It’s lightly snowing today after seven weeks of what can only be termed unseasonably warm and clear weather. Of course, it could also be termed newly seasonable depending on your view of climate change. For here, in Southern Oregon, we should be in the damp and in the muck and in the cold, with snowpack building densely up on the ridges and hills and mountain tops close by.
That snowpack is vital to keep water flowing back into aquifers, streams, and lakes. Vital to help avoid the newly seasonable fire and smoke season every summer. It shows up as early as June these days, smoke pooling in and settling for a spell, a dirty embrace you can’t ever wash off.
When I’d visit here in the 90’s or even in the aughts, smoke was a few weeks. It can be months these days depending on where the fires have started. California is just to our south, dry as bones. Our region is dry as well and our valley acts like a bowl, letting itself be filled with whatever there is to fill it, from misty fog to acrid smoke.
Anyone that hasn’t lived through smoke and fire seasons may not understand the thick oppressiveness of the smoke, where your vision is obscured by swaths of brown and the smell of poison in the air. It fatigues and chokes and feels like a section of the future we all thought was just science fiction. The future is here and in our region it’s smoke and fire.
So, all this to say I’m quite happy that it’s snowing outside and would take days and days of the wet stuff if it meant avoiding even a week of the hot and dry. Summer used to be lovely.
Now it’s a season of dread.
It’s not really sticking, the snow, not at my altitude, though the close hills look properly sugar-dusted. I had to get out of the house and I meandered up to Pony Espresso feeling the tug to write.
This whole medium account seems a bit discombobulated. In the kid’s parlance, what’s my brand messaging, anyway? Cringe to even ask I suppose. I’ve written lots of words in my life, hundreds of thousands, some serious and business focused, but the majority have been prosaic, poetic, in the form of essays. I might best be called an essayist, as I’ve written short pieces on things that mean things to me perhaps to scratch a curious itch about a thing that bothers me, or to tell a story that might shift cultural or social norms, or just because I like how the words feel in my head and on the page. Maybe because I want to narrativize my life.
I admire professional writers, especially those who have found a way to take writing into their careers and brands. I’ve written a small amount about my life and work in non-profit development, but oddly, I haven’t been able to write about that career in a way that has felt authentic to me. It’s certainly not that the work is boring, but maybe I find myself boring when I write about my work? Or perhaps it’s just that I’ve never approached the work from the essayist perspective. And…because some of those essays would be critical of the work itself. I’ve avoided conflict for too long.
Over the past two years of Covid19 shutting down/locking in, I’ve done a few deep dives into my past. A bit of a serendipitous coincidence that these two years have mirrored my advancement into my fifties. Well into middle age, this might be the perfect time for a mid-life crisis, expansion, resurgence, a bit like a personal Orpheus journey into the bowels of menopausal Hades, if only I don’t look back at the end, might I bring my other half that’s seemed so lost these past few years, back to the surface?

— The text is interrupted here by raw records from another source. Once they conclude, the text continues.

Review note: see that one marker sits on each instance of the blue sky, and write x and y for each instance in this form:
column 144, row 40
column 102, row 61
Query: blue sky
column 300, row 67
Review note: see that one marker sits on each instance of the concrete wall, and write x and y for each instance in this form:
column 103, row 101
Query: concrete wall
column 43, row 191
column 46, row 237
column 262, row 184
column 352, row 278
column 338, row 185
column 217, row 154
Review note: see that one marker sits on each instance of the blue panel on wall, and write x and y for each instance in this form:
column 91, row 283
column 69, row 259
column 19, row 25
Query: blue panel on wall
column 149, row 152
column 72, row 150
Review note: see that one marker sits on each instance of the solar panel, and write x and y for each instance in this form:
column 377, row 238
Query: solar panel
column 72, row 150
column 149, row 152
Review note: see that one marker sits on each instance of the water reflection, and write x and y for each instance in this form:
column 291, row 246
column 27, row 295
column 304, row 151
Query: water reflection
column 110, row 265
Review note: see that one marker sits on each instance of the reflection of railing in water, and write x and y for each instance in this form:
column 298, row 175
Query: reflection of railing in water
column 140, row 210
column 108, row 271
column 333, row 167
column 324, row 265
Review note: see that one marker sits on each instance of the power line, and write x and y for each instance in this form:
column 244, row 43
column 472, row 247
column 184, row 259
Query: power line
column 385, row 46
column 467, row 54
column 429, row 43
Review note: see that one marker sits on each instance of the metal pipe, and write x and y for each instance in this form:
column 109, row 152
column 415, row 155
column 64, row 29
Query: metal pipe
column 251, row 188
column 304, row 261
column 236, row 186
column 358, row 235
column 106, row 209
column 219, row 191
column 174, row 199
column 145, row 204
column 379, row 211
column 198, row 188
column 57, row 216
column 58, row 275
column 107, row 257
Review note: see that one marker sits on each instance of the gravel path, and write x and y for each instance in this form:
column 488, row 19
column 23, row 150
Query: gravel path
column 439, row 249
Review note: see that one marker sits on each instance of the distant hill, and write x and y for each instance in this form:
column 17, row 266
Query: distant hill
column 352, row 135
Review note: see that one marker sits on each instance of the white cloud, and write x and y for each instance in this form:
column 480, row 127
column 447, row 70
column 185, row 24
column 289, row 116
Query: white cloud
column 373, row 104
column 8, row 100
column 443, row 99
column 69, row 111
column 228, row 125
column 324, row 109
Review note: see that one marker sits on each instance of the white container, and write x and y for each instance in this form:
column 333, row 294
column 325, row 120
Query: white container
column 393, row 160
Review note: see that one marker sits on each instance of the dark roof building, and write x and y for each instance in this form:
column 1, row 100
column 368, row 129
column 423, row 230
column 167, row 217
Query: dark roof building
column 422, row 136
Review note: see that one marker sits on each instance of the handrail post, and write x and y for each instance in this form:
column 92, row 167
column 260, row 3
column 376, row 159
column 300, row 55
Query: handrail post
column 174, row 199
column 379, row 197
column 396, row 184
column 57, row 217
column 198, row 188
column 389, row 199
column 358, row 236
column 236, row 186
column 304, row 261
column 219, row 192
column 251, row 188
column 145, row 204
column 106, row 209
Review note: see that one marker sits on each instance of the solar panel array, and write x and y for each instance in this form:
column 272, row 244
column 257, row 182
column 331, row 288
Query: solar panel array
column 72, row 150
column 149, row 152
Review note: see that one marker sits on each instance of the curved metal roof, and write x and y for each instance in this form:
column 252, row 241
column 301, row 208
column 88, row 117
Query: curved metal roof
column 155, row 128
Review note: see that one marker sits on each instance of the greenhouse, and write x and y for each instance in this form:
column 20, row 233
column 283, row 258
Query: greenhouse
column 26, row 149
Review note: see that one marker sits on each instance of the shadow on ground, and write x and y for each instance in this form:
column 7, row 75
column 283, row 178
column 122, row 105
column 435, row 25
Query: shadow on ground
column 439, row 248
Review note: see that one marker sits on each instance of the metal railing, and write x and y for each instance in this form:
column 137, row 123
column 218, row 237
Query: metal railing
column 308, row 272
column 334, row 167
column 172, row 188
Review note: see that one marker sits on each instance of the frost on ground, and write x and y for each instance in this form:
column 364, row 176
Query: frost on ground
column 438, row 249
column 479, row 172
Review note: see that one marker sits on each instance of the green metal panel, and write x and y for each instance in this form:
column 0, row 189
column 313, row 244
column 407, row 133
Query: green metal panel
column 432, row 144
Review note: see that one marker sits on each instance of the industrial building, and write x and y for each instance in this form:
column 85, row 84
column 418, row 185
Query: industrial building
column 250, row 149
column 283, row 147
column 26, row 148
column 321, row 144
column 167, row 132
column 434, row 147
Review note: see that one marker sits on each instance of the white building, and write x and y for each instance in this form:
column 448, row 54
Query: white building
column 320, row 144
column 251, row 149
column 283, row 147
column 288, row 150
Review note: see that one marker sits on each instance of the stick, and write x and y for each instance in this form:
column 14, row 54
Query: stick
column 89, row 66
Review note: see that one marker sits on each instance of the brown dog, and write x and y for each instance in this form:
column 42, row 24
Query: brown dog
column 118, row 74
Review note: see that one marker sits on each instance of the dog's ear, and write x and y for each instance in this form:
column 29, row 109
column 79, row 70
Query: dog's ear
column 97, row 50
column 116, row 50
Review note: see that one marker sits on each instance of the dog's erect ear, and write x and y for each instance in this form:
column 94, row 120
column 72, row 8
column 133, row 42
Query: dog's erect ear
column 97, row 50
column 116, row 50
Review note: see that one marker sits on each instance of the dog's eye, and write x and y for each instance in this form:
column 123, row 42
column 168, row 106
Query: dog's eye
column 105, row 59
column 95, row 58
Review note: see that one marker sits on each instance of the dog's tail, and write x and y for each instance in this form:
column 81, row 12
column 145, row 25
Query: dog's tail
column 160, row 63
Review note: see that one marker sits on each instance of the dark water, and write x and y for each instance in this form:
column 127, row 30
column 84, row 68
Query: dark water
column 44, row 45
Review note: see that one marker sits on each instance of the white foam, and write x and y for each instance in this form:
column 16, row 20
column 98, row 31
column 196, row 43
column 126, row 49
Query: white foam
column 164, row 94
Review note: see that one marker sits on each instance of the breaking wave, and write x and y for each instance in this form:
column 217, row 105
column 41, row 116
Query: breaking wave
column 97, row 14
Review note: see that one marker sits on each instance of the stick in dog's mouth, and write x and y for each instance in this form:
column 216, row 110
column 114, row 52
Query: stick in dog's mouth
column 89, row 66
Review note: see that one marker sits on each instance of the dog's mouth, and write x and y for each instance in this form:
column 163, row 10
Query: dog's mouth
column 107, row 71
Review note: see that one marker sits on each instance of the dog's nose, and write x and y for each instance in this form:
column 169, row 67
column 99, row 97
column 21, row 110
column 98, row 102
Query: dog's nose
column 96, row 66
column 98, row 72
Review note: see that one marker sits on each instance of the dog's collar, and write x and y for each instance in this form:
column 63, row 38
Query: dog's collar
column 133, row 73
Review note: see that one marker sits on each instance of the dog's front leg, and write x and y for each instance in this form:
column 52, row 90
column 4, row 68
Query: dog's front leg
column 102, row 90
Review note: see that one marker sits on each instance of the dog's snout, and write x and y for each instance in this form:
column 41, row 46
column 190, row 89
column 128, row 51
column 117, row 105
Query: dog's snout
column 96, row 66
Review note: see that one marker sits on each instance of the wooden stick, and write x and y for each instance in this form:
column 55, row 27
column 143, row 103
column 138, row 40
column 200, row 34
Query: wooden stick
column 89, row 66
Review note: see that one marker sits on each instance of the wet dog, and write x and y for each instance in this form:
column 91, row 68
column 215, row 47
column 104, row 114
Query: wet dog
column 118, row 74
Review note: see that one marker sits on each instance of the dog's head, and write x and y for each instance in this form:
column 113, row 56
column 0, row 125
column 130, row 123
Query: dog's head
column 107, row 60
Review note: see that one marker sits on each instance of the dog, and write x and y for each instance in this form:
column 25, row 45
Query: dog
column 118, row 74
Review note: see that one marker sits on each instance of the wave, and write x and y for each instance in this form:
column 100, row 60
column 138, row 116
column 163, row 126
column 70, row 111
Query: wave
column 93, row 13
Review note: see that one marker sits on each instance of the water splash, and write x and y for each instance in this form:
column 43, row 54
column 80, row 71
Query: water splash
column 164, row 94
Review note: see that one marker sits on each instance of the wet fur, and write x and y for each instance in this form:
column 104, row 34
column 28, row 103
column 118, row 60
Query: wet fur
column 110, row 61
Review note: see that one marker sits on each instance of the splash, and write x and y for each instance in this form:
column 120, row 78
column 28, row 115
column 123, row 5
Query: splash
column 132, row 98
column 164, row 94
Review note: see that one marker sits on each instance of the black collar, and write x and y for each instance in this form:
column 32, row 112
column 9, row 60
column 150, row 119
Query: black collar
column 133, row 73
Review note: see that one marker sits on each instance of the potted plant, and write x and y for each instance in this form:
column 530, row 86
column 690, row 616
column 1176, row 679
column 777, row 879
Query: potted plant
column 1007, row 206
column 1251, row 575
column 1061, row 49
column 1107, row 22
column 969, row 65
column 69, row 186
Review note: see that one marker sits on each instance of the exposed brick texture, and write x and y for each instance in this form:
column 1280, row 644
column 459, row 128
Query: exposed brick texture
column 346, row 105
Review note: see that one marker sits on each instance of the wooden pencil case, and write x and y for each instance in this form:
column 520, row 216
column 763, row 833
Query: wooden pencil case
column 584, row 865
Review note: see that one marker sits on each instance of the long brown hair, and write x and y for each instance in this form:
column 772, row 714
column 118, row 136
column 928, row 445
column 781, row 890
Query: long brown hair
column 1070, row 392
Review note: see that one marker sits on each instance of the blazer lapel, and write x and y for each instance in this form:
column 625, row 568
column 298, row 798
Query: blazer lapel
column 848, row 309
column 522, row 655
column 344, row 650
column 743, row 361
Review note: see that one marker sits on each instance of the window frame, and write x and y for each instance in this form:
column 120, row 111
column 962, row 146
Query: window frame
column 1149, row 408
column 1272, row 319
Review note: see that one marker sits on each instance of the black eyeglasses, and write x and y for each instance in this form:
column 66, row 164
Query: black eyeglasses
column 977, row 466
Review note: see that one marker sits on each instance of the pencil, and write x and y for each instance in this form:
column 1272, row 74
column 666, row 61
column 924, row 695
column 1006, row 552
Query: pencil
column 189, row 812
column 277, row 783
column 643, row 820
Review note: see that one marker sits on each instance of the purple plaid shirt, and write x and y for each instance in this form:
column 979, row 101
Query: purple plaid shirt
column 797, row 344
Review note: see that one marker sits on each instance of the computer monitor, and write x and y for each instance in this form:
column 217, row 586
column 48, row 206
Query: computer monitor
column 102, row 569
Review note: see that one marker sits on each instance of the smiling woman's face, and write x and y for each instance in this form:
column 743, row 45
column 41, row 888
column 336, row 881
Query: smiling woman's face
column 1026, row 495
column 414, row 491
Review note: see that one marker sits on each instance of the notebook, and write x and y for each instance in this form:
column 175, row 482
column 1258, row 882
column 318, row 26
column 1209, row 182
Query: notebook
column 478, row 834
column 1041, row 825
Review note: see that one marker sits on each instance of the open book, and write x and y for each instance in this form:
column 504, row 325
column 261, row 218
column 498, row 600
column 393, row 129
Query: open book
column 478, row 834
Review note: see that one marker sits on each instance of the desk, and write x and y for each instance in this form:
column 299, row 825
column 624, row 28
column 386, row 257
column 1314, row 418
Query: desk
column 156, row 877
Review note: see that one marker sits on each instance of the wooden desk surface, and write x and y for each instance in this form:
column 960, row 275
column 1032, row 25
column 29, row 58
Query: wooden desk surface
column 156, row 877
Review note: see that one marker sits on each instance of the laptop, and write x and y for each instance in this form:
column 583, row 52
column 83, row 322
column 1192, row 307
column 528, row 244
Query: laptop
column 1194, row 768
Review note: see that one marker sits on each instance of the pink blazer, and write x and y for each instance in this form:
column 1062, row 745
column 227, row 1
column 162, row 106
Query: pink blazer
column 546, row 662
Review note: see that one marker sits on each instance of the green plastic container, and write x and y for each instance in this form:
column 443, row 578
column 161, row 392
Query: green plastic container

One of those deep dives was looking at my career path. That’s been quite profound, in a number of ways, from realizing just how long I’ve worked in a field to realizing that in some ways, I’d never truly committed to that field, eyes always on the prize of art (writing, performing, producing). But 26 years is a long time for a path to be followed, and I was happy to see that I have good relationships (or at the very least am in cordial contact with) employers and colleagues from every stage of it. There has been a thru-line during those years, and that’s primarily that I am a producer (and producers raise money) and a community builder (and community builders bring resources to those who need them).
The other deep dive has been a review of years and years of writing, determining what might be compiled and salvaged and what just is a loss, either because it made no sense, or was just…too loosey goosey and not-quite-committal enough to build upon. The through line in most of my written work, the essays and poems, and even the pieces designed to be performed is about the body. Sexuality, childbirth, aging, grief, dying, illness, human rights-all of those things have been at the forefront of the work both personally and in observation of the world.
I’m not sure what to do with either right now, perhaps I’m experimenting with merging the two threads of my life-career dynamics and artistic pursuits. Maybe I’m just still too scattered for any use.
My own feelings about myself and place in the world are unseasonable. I’m dry where I should be liquid, I’m flattened out where I should feel buoyant, motivated and un all at the same time. And lost in the new world of how one markets oneself. That could be an entire essay, and would likely be, as noted above, quite cringe given the realities of where one generation may lose a thread of technology and others maximize it.
We must take our seasons where we find them using the six weeks of hot and sunny “winter” weather until the snow comes in without much warning; adapting to the swiftly changing circumstances of the wind and rain, and then deal with what is handed us. Take the shifts in mood and write about what comes when it comes. This is what I’ve usually done, I suppose. Perhaps I can do it more fully in the future. For now, I’ll take the rain and snow and let it slick my mind with the desire to write, because I’m sure the fire and smoke will come.